Dam opponent Elacio says the community police force was attacked on Jan. 7 by a shadowy group of armed, masked strangers in pre-dawn darkness. “It was an ambush by the government, by armed, masked people we don’t know who were paid by the government,” he said.
Given the small-town nature of La Concepcion, however, it’s likely both sides knew each other all too well.
What happened, as far can be pieced together from a visit to the scene and some witnesses, is that longstanding resentments between the two sides broke into open violence.
Community police found a local youth urinating near their command post, then chased and caught him about 50 yards (meters) away at the town council office, where six men were chatting in the wake of a late-night town celebration.
Outgoing town manager Florentino Melchor said his brother told the vigilantes to stop beating the man, and they then turned on him, trying to drag him away. The brother apparently pulled out a gun and killed two of the vigilantes.
“They grabbed my brother, and my brother defended himself,” Melchor said.
The community police then returned and riddled the men at the town manager’s office with bullets, killing all six.
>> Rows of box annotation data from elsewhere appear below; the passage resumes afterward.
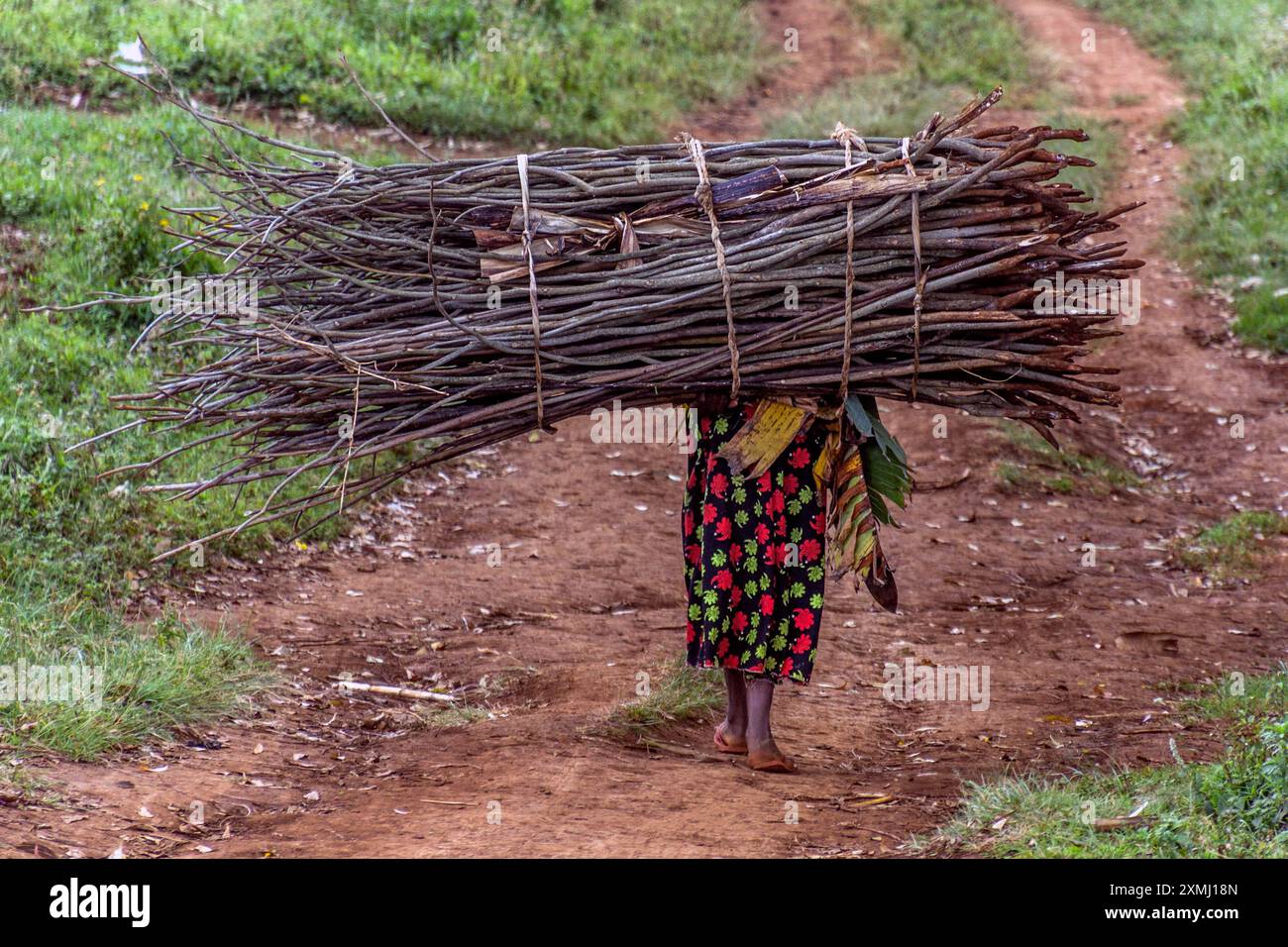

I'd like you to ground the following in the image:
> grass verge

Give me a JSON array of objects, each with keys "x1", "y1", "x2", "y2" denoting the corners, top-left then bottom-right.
[
  {"x1": 772, "y1": 0, "x2": 1121, "y2": 205},
  {"x1": 770, "y1": 0, "x2": 1035, "y2": 138},
  {"x1": 1172, "y1": 510, "x2": 1288, "y2": 581},
  {"x1": 1079, "y1": 0, "x2": 1288, "y2": 352},
  {"x1": 915, "y1": 666, "x2": 1288, "y2": 858},
  {"x1": 0, "y1": 108, "x2": 374, "y2": 759}
]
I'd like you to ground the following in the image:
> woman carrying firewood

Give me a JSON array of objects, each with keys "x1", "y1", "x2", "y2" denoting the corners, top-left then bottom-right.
[{"x1": 683, "y1": 398, "x2": 907, "y2": 773}]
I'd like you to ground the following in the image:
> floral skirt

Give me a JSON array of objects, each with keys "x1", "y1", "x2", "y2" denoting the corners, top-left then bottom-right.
[{"x1": 683, "y1": 402, "x2": 827, "y2": 684}]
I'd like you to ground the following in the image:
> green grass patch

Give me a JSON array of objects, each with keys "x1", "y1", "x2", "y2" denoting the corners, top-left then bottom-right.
[
  {"x1": 0, "y1": 108, "x2": 386, "y2": 759},
  {"x1": 1172, "y1": 510, "x2": 1288, "y2": 581},
  {"x1": 0, "y1": 0, "x2": 763, "y2": 145},
  {"x1": 917, "y1": 666, "x2": 1288, "y2": 858},
  {"x1": 1081, "y1": 0, "x2": 1288, "y2": 352},
  {"x1": 606, "y1": 660, "x2": 725, "y2": 737},
  {"x1": 772, "y1": 0, "x2": 1035, "y2": 138},
  {"x1": 772, "y1": 0, "x2": 1121, "y2": 206},
  {"x1": 993, "y1": 421, "x2": 1142, "y2": 496},
  {"x1": 0, "y1": 607, "x2": 271, "y2": 760}
]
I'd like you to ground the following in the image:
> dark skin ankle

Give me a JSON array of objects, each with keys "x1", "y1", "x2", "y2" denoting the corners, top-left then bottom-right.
[
  {"x1": 715, "y1": 668, "x2": 747, "y2": 754},
  {"x1": 746, "y1": 678, "x2": 796, "y2": 773}
]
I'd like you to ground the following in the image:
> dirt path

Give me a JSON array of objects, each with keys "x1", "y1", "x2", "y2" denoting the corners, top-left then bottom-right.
[{"x1": 0, "y1": 0, "x2": 1288, "y2": 856}]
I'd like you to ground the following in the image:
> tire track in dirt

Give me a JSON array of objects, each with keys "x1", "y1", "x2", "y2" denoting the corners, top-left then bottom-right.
[{"x1": 0, "y1": 0, "x2": 1288, "y2": 856}]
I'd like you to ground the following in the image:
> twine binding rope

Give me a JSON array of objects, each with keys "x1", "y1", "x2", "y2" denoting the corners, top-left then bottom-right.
[
  {"x1": 680, "y1": 132, "x2": 742, "y2": 402},
  {"x1": 903, "y1": 138, "x2": 926, "y2": 401},
  {"x1": 832, "y1": 123, "x2": 868, "y2": 408},
  {"x1": 518, "y1": 155, "x2": 546, "y2": 430}
]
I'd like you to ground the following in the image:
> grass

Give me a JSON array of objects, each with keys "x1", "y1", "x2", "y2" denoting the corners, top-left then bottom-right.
[
  {"x1": 0, "y1": 599, "x2": 273, "y2": 760},
  {"x1": 917, "y1": 666, "x2": 1288, "y2": 858},
  {"x1": 1172, "y1": 510, "x2": 1288, "y2": 581},
  {"x1": 1081, "y1": 0, "x2": 1288, "y2": 352},
  {"x1": 606, "y1": 659, "x2": 725, "y2": 737},
  {"x1": 0, "y1": 0, "x2": 763, "y2": 145},
  {"x1": 993, "y1": 421, "x2": 1142, "y2": 496},
  {"x1": 0, "y1": 108, "x2": 391, "y2": 759},
  {"x1": 770, "y1": 0, "x2": 1121, "y2": 201},
  {"x1": 770, "y1": 0, "x2": 1034, "y2": 138}
]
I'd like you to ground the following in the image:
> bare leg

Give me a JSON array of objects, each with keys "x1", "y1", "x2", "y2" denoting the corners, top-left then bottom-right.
[
  {"x1": 716, "y1": 668, "x2": 747, "y2": 754},
  {"x1": 747, "y1": 678, "x2": 796, "y2": 773}
]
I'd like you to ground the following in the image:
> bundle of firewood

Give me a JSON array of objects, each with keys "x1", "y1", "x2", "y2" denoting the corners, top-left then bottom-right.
[{"x1": 85, "y1": 90, "x2": 1140, "y2": 556}]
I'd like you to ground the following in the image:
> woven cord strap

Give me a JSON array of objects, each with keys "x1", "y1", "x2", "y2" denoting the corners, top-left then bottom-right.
[
  {"x1": 519, "y1": 155, "x2": 546, "y2": 428},
  {"x1": 682, "y1": 132, "x2": 742, "y2": 402},
  {"x1": 832, "y1": 123, "x2": 867, "y2": 407},
  {"x1": 903, "y1": 138, "x2": 926, "y2": 401}
]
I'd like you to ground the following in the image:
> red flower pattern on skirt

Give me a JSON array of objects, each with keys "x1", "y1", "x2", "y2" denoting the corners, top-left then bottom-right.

Mendez, meanwhile, was listening to the gunfire and commotion from his improvised cell at the community police headquarters. At first, Mendez said, he thought his jailers would kill him.
A few hours later, though, he saw a first wave of state police arrive, only to retreat in the face of protests by dam opponents. Mendez said he thought they would leave and abandon the prisoners until he heard a drone and a helicopter and saw a second wave of police advancing on the vigilantes’ headquarters.
In the following confrontation, three people died, all of them community police.
The Guerrero state government said in a statement that they had resisted. The human rights group Tlachinollan said police executed two of the community police members on the spot after they had surrendered and a third died in unclear circumstances.
Even Mendez, who hoped state police would save him, said that chaotic police gunfire wounded two of his fellow detainees when police tried to shoot the lock off the door of their impromptu prison.
“I yelled to them that we were victims, that we had wounded people inside, that they should stop firing,” recalled Mendez. Police finally freed them, ordered them to lie face down and took them to a hospital.
About two dozen dam opponents were arrested and remain imprisoned.
Human rights have overwhelmingly backed the community police, citing the deaths of three and irregularities in the arrests.
But pro-dam residents of La Concepcion feel forgotten, saying there are two sides to the story.
“The human rights people defend the community police, but what about us?” Mendez asked. “What are we, animals?”